O'Connor had been a selector in Kerry's last two All-Ireland wins, in 2000 and 1997. He readily accepts the trade-off between additional workload and enhanced influence.
"It's more demanding being a manager, but it's more satisfying because you can put your own stamp on the team. There's a lot more responsibility with the media, but I enjoy that and I enjoy seeing the lads express themselves in the media, because that was one of the things we set out to do at the start of the year - to allow the lads express themselves both on and off the field and bring a sense of enjoyment to the whole thing, because it's supposed to be a pastime at the end of the day.
"Even the weekend up here, I told the lads to enjoy the whole build-up - the parade, meeting the President - because it was a great day in their lives and to enjoy it, not to fear it. We had all the work done."

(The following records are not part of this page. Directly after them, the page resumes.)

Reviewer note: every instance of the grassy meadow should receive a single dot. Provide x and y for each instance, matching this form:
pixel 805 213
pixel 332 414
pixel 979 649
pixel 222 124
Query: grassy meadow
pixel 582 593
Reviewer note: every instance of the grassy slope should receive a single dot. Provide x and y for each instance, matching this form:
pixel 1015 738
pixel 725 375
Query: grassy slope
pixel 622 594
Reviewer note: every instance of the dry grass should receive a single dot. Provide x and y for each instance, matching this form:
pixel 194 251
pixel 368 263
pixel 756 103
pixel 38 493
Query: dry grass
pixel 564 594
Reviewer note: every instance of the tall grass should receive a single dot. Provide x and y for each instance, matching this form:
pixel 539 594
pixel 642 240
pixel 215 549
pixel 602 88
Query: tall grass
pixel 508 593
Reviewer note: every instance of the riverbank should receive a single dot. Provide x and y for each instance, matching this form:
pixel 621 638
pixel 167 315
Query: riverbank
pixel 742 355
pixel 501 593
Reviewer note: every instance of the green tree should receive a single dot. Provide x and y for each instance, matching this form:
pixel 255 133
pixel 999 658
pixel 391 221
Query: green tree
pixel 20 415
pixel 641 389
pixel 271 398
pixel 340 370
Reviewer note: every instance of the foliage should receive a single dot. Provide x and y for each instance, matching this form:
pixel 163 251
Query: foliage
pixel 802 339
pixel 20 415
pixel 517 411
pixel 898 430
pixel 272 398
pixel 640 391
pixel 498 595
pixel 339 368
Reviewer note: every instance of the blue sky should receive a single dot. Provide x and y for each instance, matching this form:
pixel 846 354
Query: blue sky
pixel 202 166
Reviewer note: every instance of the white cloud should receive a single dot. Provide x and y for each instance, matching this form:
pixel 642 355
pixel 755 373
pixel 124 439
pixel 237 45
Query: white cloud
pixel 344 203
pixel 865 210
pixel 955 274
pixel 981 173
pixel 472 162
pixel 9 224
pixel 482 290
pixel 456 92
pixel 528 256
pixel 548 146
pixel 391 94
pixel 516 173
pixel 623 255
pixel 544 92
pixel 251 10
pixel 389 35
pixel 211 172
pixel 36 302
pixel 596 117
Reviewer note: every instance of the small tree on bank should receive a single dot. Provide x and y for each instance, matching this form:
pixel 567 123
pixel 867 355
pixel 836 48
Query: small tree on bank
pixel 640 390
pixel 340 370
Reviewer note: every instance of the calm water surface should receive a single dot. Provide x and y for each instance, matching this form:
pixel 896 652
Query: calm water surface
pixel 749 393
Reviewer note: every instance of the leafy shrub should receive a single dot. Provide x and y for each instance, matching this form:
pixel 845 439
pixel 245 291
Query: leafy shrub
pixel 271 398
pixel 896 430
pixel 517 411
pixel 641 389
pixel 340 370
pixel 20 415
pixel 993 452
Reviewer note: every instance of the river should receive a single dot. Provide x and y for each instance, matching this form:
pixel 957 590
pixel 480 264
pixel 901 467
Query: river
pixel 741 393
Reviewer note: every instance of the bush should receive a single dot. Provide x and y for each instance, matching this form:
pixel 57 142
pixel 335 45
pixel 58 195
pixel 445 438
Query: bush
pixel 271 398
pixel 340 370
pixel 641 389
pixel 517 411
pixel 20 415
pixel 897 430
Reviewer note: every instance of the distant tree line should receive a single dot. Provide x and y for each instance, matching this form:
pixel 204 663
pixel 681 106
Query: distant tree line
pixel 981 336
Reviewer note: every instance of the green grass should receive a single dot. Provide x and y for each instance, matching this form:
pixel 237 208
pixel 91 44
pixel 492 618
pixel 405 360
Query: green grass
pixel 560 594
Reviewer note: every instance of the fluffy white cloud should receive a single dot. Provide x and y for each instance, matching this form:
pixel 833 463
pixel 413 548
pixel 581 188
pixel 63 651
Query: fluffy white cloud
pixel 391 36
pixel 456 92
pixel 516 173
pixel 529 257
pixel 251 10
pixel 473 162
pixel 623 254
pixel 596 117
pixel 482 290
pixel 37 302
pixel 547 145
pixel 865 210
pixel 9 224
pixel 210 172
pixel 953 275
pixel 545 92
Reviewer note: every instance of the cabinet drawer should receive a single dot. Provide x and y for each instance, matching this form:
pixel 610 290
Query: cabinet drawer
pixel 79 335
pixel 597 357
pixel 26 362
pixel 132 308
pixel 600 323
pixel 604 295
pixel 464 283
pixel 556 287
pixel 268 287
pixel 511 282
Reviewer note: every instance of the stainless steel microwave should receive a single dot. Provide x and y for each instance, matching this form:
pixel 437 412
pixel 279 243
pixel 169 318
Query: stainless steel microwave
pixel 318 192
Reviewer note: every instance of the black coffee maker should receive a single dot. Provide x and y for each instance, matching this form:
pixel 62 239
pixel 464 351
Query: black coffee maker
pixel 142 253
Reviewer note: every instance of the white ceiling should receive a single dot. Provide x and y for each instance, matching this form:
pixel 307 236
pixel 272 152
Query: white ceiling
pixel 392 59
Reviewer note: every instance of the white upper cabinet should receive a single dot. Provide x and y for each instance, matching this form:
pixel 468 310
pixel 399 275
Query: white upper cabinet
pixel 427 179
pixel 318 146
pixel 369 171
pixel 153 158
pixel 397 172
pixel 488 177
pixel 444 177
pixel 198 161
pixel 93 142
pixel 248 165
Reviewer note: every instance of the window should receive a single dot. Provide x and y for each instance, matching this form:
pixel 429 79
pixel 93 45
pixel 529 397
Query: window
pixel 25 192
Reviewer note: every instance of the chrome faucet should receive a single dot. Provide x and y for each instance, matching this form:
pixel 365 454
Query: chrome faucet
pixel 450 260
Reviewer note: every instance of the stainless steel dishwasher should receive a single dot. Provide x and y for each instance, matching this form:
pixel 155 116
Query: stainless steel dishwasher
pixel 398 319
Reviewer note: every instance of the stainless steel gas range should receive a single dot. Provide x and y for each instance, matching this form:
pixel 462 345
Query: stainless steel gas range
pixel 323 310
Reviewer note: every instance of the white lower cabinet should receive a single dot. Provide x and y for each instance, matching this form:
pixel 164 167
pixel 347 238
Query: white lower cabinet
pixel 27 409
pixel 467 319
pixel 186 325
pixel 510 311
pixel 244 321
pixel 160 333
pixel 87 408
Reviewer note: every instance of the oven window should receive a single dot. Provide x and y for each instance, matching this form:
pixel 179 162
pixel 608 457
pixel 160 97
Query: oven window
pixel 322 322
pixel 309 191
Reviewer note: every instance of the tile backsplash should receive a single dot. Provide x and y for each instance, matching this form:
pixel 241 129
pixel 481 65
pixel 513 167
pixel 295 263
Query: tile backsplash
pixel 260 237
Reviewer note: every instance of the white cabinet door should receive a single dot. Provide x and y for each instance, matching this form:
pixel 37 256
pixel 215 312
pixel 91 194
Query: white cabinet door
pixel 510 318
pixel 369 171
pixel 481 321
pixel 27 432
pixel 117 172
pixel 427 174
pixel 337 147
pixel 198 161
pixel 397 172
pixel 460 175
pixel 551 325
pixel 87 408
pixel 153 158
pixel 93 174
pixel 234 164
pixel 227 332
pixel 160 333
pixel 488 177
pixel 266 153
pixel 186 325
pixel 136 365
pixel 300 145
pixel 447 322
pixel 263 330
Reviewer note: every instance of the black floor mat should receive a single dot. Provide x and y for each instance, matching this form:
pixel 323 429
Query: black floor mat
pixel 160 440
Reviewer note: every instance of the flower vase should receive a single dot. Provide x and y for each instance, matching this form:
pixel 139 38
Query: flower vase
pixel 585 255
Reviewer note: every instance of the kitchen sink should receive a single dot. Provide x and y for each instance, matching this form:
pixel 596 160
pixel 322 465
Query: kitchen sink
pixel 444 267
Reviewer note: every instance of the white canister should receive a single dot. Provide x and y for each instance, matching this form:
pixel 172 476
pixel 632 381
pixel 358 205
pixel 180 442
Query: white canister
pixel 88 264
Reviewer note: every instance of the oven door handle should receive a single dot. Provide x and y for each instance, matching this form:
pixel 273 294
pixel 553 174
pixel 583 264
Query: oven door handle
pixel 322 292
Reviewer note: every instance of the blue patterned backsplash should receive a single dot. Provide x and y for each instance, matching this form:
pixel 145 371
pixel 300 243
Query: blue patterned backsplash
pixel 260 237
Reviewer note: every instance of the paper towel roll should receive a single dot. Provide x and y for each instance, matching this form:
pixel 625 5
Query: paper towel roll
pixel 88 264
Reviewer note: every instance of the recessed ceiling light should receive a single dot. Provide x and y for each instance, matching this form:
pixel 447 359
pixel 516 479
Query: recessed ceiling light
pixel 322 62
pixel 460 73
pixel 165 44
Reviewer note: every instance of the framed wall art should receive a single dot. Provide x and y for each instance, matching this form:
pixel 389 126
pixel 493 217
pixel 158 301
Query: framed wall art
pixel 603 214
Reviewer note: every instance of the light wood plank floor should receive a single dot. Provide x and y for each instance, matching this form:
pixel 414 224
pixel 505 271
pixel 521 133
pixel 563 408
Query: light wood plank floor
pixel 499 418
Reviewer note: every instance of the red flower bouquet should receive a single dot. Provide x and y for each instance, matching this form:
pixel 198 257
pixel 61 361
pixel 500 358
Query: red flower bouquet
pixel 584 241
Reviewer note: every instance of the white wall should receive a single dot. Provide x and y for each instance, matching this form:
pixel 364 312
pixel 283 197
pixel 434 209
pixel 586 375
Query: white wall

O'Connor had the additional satisfaction of seeing his most controversial selection call - John Crowley instead of Michael Russell - work out tremendously well, as Kerry's high-ball attack drew a superb response from Crowley.
"We've 30 players on the panel knocking clunks out of each other every night. From week to week, month to month, players come into form and maybe more players lose a bit of form. It was just that we felt John Crowley had really come into form over the last month. John has been on and off the team for the past two years and we felt this was the last hurrah for him. He deserved his go at it. We felt that his strength was his strength, if you know what I'm saying. We felt he'd give us another option of putting in long ball early on, which we felt we needed to do.
"It was a tight call against Michael Frank Russell and initially he took it badly and was very disappointed. But he rallied around as the week wore on and came on, on Sunday and kicked a massive point."
Yesterday morning, having awoken early, O'Connor had the opportunity to let the treble victory - League, Munster and All-Ireland - sink in before the bustle of the day was properly under way.
"I just went for a walk there with Johnny Culloty (selector) and we sat down on a bench over there in the park and there's a great, warm inner glow, a feeling of satisfaction. It's not euphoria, because that's for the fans, but just satisfaction at having accomplished our goal."